You can imagine how much that idea appealed to me. “Oh well,” I thought, “I’m not going to let this defeat me. So I joined a household.”

‘You?’

‘Who else?’

‘You got married?’

‘I took a girl, and so – yes, I suppose I must have got married.’

I was dumbfounded with astonishment, and could not help asking:

‘Well, and what came of that?’

‘A lot of nonsense,’ Musk-Ox said, his face displaying both animosity and vexation.

‘What’s the trouble – are you unhappy with your wife?’

‘Do you think a wife is capable of affecting my happiness or unhappiness? No, I was deluding myself. I thought I’d find a pot of gold, but instead I found a stone.’

‘Didn’t the dissenters want to let you into their secrets?’

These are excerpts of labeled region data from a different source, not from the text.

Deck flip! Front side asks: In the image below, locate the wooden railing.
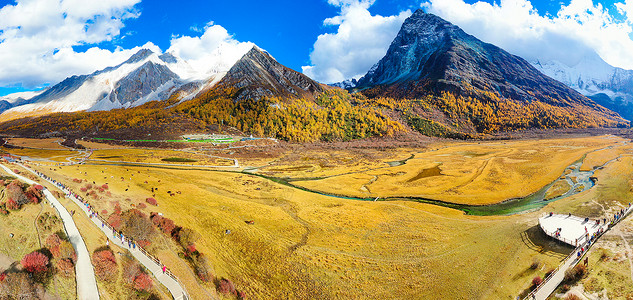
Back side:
[23,166,190,299]
[523,204,633,300]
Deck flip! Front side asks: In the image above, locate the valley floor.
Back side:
[4,136,633,299]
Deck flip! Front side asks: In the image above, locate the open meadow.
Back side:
[5,136,633,299]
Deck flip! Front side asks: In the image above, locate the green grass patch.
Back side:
[407,116,470,139]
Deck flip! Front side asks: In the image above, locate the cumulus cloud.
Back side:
[0,0,142,88]
[422,0,633,69]
[167,22,255,79]
[302,0,411,83]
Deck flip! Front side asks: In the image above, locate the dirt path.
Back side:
[19,166,193,300]
[617,230,633,282]
[0,165,99,300]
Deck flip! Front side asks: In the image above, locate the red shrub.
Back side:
[134,273,152,291]
[150,213,176,236]
[20,251,48,273]
[145,197,158,206]
[136,240,152,248]
[92,249,117,280]
[218,278,237,296]
[237,291,246,300]
[46,233,62,258]
[532,276,543,287]
[5,180,29,207]
[55,259,75,277]
[59,241,77,262]
[7,198,20,210]
[108,212,121,231]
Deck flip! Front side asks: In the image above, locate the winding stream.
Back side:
[17,143,617,216]
[244,152,617,216]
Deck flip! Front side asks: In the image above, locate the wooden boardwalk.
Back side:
[525,204,633,300]
[0,165,99,300]
[23,166,189,300]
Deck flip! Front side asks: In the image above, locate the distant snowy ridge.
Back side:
[531,54,633,120]
[0,44,252,120]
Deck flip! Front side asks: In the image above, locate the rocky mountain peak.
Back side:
[158,53,178,64]
[220,46,323,99]
[124,49,154,64]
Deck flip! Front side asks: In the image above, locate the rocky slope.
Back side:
[353,10,628,133]
[218,46,324,99]
[532,54,633,120]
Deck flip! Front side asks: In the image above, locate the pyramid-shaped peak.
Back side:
[158,52,178,64]
[125,48,154,64]
[244,45,274,59]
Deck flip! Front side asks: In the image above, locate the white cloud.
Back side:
[167,22,255,79]
[302,0,411,83]
[422,0,633,69]
[0,0,141,88]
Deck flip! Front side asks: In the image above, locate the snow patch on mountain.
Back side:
[0,89,46,103]
[0,43,253,117]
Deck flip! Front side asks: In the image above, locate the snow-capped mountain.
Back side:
[0,47,250,120]
[532,54,633,120]
[356,10,595,106]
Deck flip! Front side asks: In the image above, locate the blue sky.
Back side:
[0,0,633,96]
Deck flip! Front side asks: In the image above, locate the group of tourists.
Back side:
[28,163,174,280]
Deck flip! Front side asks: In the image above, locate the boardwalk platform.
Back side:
[538,214,608,247]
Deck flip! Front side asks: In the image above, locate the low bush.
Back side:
[530,257,541,270]
[145,197,158,206]
[55,259,75,277]
[46,233,62,258]
[565,293,580,300]
[20,251,49,274]
[564,264,587,284]
[218,278,237,296]
[532,276,543,287]
[133,272,153,291]
[92,249,118,280]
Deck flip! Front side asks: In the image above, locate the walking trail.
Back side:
[526,206,633,300]
[18,166,188,300]
[0,165,99,300]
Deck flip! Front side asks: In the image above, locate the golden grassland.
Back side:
[8,137,633,299]
[30,161,570,299]
[90,148,233,166]
[6,138,68,150]
[545,180,571,200]
[0,184,76,299]
[29,165,222,299]
[4,148,78,162]
[580,219,633,299]
[580,143,631,171]
[75,140,129,150]
[27,169,171,300]
[254,149,422,178]
[293,136,623,205]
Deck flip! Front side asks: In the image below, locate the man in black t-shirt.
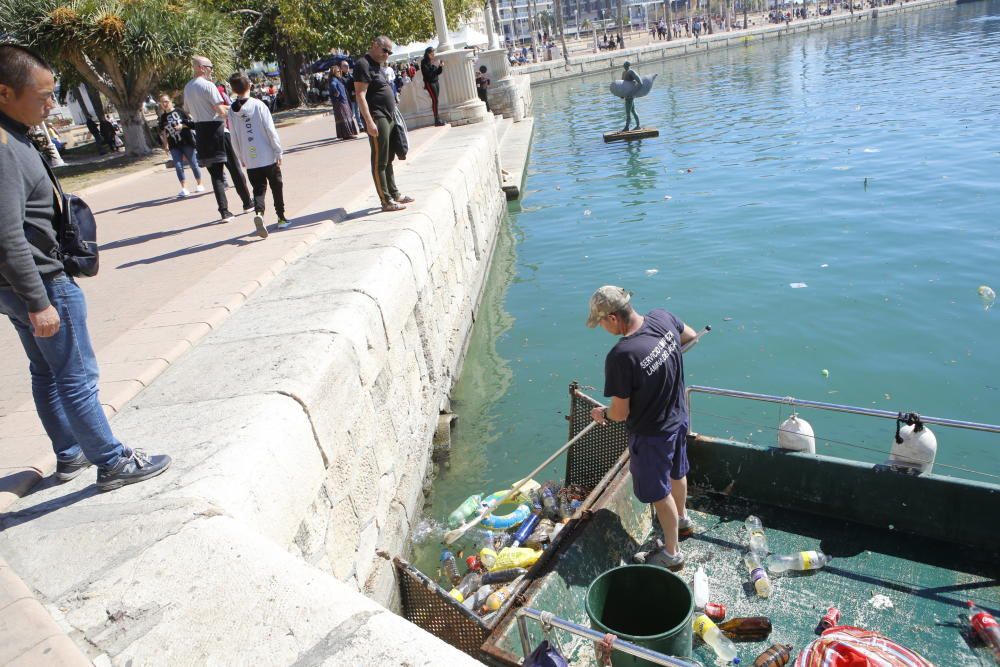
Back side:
[587,285,695,569]
[354,36,413,211]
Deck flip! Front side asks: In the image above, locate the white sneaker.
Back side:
[253,213,267,239]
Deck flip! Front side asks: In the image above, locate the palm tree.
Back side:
[0,0,236,155]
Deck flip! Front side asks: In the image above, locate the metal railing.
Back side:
[516,607,703,667]
[684,385,1000,433]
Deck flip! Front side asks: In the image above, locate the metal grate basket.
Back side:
[392,557,491,658]
[566,382,628,489]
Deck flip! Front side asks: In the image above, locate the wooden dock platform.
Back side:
[604,127,660,144]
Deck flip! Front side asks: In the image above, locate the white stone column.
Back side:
[435,48,489,125]
[431,0,451,52]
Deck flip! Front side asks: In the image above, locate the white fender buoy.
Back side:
[778,412,816,454]
[886,413,937,473]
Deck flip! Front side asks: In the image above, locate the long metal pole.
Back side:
[686,385,1000,433]
[516,607,702,667]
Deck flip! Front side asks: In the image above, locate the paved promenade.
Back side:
[0,114,447,511]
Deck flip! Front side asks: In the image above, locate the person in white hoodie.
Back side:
[229,73,288,239]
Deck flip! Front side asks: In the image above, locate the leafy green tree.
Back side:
[0,0,236,155]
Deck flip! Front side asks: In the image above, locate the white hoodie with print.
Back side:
[229,97,281,169]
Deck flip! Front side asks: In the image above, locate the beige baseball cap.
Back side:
[587,285,632,329]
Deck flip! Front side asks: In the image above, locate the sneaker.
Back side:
[56,452,93,482]
[97,449,170,491]
[646,549,684,572]
[253,213,267,239]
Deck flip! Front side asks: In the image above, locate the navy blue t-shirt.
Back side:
[604,308,688,435]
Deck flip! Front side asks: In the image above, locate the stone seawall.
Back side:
[0,119,506,665]
[524,0,956,86]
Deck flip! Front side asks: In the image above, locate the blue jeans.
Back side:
[170,146,201,183]
[0,274,125,468]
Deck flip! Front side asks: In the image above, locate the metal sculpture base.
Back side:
[604,127,660,144]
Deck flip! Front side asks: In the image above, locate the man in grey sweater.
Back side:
[0,44,170,491]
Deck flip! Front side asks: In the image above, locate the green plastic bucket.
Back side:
[587,565,694,667]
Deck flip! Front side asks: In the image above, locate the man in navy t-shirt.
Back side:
[587,285,695,569]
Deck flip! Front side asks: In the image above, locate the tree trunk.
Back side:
[115,103,152,157]
[555,0,569,69]
[527,0,538,63]
[275,35,305,109]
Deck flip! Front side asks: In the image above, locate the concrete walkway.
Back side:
[0,114,448,511]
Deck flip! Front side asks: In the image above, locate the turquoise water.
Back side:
[417,0,1000,563]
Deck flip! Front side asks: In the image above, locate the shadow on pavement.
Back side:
[0,477,100,531]
[115,234,265,269]
[101,220,232,250]
[94,190,212,215]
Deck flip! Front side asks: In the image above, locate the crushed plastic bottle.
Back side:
[978,285,997,310]
[694,614,736,662]
[767,551,831,574]
[448,493,483,528]
[743,551,771,598]
[510,514,542,547]
[441,549,462,586]
[743,514,769,558]
[693,565,712,609]
[719,616,771,642]
[965,600,1000,664]
[753,644,793,667]
[483,586,513,612]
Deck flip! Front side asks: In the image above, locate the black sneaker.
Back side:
[97,449,170,491]
[56,452,93,482]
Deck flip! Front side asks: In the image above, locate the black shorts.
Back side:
[194,120,226,165]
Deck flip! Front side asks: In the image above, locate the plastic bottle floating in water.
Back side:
[767,551,830,574]
[979,285,997,310]
[694,614,736,662]
[753,644,792,667]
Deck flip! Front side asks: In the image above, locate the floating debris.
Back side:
[868,593,893,609]
[978,285,997,310]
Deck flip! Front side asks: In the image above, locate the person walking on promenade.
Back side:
[420,46,444,127]
[85,114,104,155]
[0,44,170,491]
[229,73,288,239]
[184,56,253,222]
[160,95,205,197]
[587,285,695,569]
[330,65,358,140]
[476,65,493,113]
[340,60,365,132]
[354,35,413,211]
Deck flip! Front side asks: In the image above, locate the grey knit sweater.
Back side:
[0,113,63,313]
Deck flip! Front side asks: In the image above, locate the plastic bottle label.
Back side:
[694,614,715,637]
[970,611,1000,632]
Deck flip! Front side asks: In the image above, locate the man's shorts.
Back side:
[628,424,691,503]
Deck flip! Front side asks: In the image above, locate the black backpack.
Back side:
[39,156,100,278]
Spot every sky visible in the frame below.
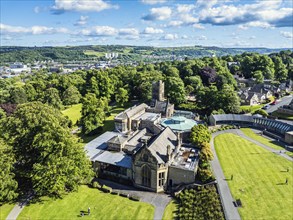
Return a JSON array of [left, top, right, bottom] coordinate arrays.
[[0, 0, 293, 48]]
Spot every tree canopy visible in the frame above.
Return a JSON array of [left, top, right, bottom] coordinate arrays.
[[1, 102, 93, 196]]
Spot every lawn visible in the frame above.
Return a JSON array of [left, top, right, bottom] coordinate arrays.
[[18, 186, 154, 220], [163, 200, 177, 220], [240, 128, 293, 157], [0, 204, 15, 220], [215, 134, 293, 219], [62, 103, 82, 125], [272, 111, 293, 120]]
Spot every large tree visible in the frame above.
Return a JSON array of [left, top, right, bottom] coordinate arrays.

‘They didn’t have any to let me into!’ Musk-Ox cried indignantly. ‘Yet it was for the sake of their secrets that I’d gone and got mixed up with them in the first place! You know that phrase from the fairy tale: “Open Sesame!” Well, it didn’t apply there. I know all their secrets, and they none of them merit anything but contempt. They gather together and you think they’re going to resolve some weighty problem, but instead it’s the devil only knows what – “our blessed honour and our blessed faith”. They don’t get any further than the blessed faith, and the blessed honour goes to the one who occupies the seat of honour. Nonsense and pedantry, leather whips and the cat-o’-nine-tails. If you’re not of their creed, they don’t want to have anything to do with you. And if you are one of them, you’ll never get far, you’ll just end up in the almshouse if you’re old or infirm, and live in the kitchen on charity. The world will become a prison for you. They’re forever commiserating, the confounded turkey-cocks: “There’s not enough fear in the world. Fear’s on the way out,” they say. And here we’ve pinned all our hopes on them! … the idiot sluggards, all they do is pull our legs with their secrecy.’

Vasily Petrovich spat indignantly.

‘So do you consider our simple local muzhiks any better, then?’

Vasily Petrovich thought for a moment, then spat again and replied calmly:

‘Better by far.’

‘In what way, exactly?’

‘Because they don’t know what they want. Those dissenters reason this way, and that way, while the muzhiks only know one way of reasoning. They twist everything around their fingers. Take a simple bit of land, for example – or go and dig up an old weir. So what if it has been built by their hands? If there’s brushwood in it – brushwood is what you’ll find. And when you’ve pulled the brushwood out, there’s just earth left, and earth that’s been stirred up by fools, at that. So judge for yourself – which are better?’

‘How did you manage to get away from them?’

‘I just left. I saw there was nothing for me there, and I left.’

‘What about your wife?’

‘Why are you interested in her?’

‘You didn’t just leave her there, did you?’

‘What would I have done with her?’

‘Why, taken her with you and lived with her.’

‘A fat lot of good that would have done me.’

‘Vasily Petrovich – why, that’s cruel! What if she was in love with you?’

‘Stuff and nonsense! What kind of love is that: she reads a few lines out of the prayer-book and hey presto – she’s my wife. But the very next day she gets a “dispensation” and goes to sleep in someone else’s kitchen. And anyway, what business have I with a woman, what business have I with love? What business have I with all the women in the world?’

‘But she’s a human being,’ I said. ‘You ought at least to feel sorry for her.’

‘I’ll tell you in what sense you should pity a woman! … It’s a very important matter, whose kitchen she crawls into. As if there were the time to spend moping over trifles of that sort! “Open Sesame, Open Sesame” – it’s the one who knows the secret of “Open Sesame” we need!’ Musk-Ox concluded, beating his breast. ‘The man, give us the man whom passion has not enslaved, and for him alone shall we reserve the holiest recesses of our souls.’

The rest of my conversation with Vasily Petrovich did not go well. After taking dinner with the old monks, I drove him back to the monastery, took my leave of the Father Almoner and went home.

8

Some ten days after my parting with Vasily Petrovich, I was sitting with my mother and sister in the porch of our small house. It was beginning to get dark. All the servants had gone off to have supper, and there was no one about apart from ourselves.